If I didn't have so many other things to feel guilty about I would feel guilty about how I have neglected this poor little tree. And just so you know, I was not the person who threw this sweet little survivor off the deck.
But what about this little tree?
My husband says he thought we threw it away... actually we had, when it was in particularly bad shape. So it's been through that too. It may have been around the time it got thrown off the deck. Whenever it was, I did not have the heart to discard it so easily. You see, that is the trouble with me, I see potential. I see a pretty little plant that has so much potential in spite of the abuse and neglect it has endured. And it is a fighter. The sweet little thing has held on in spite of all of it.
Yesterday a new beautiful plant was given this guys location and my husband thought to throw this little displaced tree out again, but he knew we could not.
So instead, I gave it a very honored spot on the sunny window seat of the front room. I think that is where this silent struggling survivor really belongs. In a highly visible spot where it is honored and more likely to be remembered. By supporting it and nurturing it, by celebrating it for its strength and tenacity, I hope this little plant will thrive. It may never reach the full potential it once contained but already it is more beautiful and happy looking.
And it is inspiring.
A new potential that it did not have before which, ultimately, might make it more valuable than it ever would have been if it had not endured the hardships it has.

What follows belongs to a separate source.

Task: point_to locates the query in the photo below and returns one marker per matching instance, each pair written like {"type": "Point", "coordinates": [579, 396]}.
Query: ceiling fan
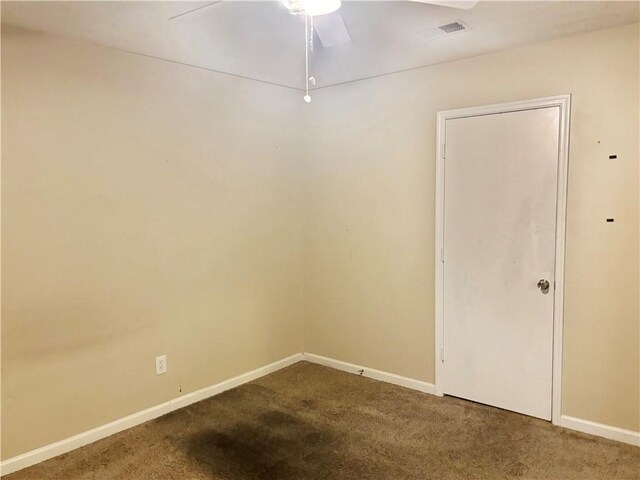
{"type": "Point", "coordinates": [329, 24]}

This next picture, from a different angle, shows just how beautiful and healthy it's new growth continues to be.
Update added 4/23/24
It has been sometime since I published this post, but today I was noticing just how healthy our funky little symbolic tree is looking. Sure it is still scared and stunted compared to what these trees are meant to look like and what this little guy likely would have looked like had it not been through the trauma it has been through, but none-the-less it is a happy healthy plant that I believe brings far more satisfaction to us, it's caretakers, than it would if its journey had not been what it has been. So I decided to post this picture to show how our plucky little family tree is progressing with its supported potential.